NEW YORK-“In Motorola’s view, the technology for 2.5 generation is really here,” said Moe Grzelakowski, senior vice president and general manager of 3G for Motorola Inc.
In Japan later this year, Motorola plans to deploy commercially a nationwide 64-kilobyte, high-speed data network. Next year, also in Japan, it will roll out commercially a nationwide General Packet Radio Service network, which has a 32-kilobyte capacity that is fast enough for Internet access, she said.
“Wireless data isn’t happening in the United States the way it is in Europe and Japan, where short messaging service accounts for more than 40 percent of mobile originations,” Grzelakowski told attendees at the Donaldson, Lufkin & Jenrette Securities Corp. “Wireless and Satellite Conference.”

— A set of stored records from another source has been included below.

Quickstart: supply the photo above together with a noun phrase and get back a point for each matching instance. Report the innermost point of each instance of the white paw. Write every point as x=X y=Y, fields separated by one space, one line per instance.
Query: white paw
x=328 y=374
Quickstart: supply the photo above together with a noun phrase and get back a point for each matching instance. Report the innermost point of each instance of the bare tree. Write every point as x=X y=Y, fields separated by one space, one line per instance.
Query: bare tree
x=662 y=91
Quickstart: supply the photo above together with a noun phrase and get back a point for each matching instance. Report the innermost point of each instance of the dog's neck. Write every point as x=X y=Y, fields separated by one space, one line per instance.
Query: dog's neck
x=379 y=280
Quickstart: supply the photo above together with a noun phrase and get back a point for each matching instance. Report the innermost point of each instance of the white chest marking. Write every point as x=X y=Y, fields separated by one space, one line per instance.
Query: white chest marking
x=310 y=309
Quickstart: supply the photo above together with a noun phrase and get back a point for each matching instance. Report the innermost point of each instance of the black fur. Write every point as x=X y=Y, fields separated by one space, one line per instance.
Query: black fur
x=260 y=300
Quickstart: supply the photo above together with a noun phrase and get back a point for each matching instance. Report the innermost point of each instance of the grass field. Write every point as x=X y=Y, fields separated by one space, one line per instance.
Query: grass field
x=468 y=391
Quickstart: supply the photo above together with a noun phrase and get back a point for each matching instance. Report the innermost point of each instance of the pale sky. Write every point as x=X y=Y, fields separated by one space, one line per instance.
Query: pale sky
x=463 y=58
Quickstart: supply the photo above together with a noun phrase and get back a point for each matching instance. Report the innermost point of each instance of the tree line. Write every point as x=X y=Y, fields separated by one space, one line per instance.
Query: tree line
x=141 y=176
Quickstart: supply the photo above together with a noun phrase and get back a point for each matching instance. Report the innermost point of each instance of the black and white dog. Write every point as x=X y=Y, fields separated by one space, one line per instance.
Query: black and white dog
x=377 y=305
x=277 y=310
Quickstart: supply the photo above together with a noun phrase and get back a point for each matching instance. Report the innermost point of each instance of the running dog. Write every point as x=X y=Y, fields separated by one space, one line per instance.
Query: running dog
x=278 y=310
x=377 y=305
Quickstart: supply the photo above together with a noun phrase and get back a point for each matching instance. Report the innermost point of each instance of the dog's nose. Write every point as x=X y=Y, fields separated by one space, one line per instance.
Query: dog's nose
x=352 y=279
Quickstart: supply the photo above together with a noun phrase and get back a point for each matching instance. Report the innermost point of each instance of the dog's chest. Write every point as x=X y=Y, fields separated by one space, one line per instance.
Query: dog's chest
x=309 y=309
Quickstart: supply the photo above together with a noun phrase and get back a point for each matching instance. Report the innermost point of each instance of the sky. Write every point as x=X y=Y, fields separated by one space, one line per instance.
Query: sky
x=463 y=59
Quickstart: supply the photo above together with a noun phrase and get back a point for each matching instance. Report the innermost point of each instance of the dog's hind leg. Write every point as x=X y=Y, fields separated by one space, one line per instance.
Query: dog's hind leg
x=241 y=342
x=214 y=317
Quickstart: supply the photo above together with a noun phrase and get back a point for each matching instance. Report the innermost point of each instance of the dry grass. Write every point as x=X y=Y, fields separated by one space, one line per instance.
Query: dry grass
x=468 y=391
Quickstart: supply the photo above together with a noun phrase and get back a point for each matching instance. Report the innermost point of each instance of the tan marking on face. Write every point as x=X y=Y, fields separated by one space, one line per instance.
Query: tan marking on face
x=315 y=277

Motorola, until lately, “hasn’t been super-involved in harmonization” of third-generation wireless standards, Grzelakowski noted. “Wideband CDMA is close enough to cdma2000 that further harmonization is possible, and we are likely to end up with one major RF access standard that 90 percent of the world converges on,” she said.
Third-generation wireless, Internet Protocol telephony and calling party pays likely will drive increases in subscribers and minutes of use.
By 2005, Motorola expects there to be a billion people in the world with both wireless telephony and Internet access. By comparison, at the end of 1998, wireless subscribers numbered 300 million and Internet customers, 200 million.
“IP transport creates a seamless way to move around multiple networks. It’s an enabler creating convergence among media, telecommunications and computers,” Grzelakowski said.
“The applications and technology for the Internet are here, but the end-to-end solution is not here. We don’t want wireless vendors to be just dumb pipe providers.”
The Motorola executive said wireless telecommunications today lacks value-added services, including: personalization, preference selection, prioritization of information and contact, bandwidth on demand, analytic capability and location services. In particular, wireless carriers need to capitalize on their unique ability to provide location services, “which will allow them to take the lead in offering other new services,” she said.